Apparently, all the above was unimportant for Prof Husain; what he wanted most was to indicate that the Hindu raja of Ballabhgarh was loyal and devoted to the Muslim king of Delhi.
On the other hand, a five-line Urdu note (document no. 38, pp. 75–6) gets 14 lines of English. The Urdu, as expected, is quite garbled. One can only make out that the King wished the Kotwal of Delhi to intervene in a case involving a courtesan (‘tawa’if’) named Faiz Bakhsh and a rent-collector named Lala Rangin Lal. Here is Prof Husain’s translation/commentary in its entirety. It can be read more for its comic effect:
"One room of the government situated in the market of Chandni Chowk is under the occupation of Lady Faiz Bakhsh, Tawaif. She is living in that room as a tenant. Whenever, the rent collector goes to collect rent from her she does not pay it. An order was issued that Lala Ranjan Lal should prepare the report about the arrears of the rent of the above said accommodation and submit it. Dated 13th Muharram, 21 Julus.
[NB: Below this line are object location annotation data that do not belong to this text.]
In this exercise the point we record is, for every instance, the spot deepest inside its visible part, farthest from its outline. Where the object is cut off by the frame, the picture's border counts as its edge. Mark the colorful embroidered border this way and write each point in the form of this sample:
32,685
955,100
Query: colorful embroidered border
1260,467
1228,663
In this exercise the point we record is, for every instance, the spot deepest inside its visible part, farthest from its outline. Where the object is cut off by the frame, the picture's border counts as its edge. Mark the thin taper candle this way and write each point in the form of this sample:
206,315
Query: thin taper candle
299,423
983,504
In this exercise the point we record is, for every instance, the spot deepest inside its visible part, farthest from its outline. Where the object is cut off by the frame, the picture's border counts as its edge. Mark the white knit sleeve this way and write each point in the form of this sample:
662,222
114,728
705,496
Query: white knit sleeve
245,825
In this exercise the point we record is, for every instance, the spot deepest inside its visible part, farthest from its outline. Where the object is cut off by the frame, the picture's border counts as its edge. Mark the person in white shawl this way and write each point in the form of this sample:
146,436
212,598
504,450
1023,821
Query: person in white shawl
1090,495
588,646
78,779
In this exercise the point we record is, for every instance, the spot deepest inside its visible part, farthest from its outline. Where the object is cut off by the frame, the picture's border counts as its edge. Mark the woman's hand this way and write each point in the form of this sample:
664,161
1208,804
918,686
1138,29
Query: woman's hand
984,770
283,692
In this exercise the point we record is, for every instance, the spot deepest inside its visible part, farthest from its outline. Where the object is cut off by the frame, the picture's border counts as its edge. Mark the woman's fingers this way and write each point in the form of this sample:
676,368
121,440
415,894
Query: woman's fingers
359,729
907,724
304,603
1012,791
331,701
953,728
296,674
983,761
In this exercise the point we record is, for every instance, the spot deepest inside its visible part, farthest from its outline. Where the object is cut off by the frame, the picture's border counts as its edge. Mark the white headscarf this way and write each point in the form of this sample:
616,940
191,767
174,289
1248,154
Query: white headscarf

"Copy of the note is also sent to Thanedar of Chandni Chowk for necessary action.
"Official room was given on rent to Ms. Faiz Bakhsh, Tawaif, but she did not pay the rent of the room. As we come across in other documents that people of Delhi were passing through a crisis and life had become difficult so all these circumstances were responsible for a troubled life. Ms Faiz Bakhsh must also be facing difficulties and had lost her income and also not in a position to pay rent of her room."
I saw the book advertised, and then read a review in The Tribune. I immediately requested a friend to bring it for me from India. Now I feel ashamed that I put her to all the trouble. It cost her 750 rupees, but it is not even worth the price of the paper it is printed on. That such a book could be compiled by a professor of History is indeed a sad commentary on the
state of academic research at some Indian universities that Prof.Husain himself passionately deplores in this book.
C. M. Naim is Professor Emeritus, University of Chicago.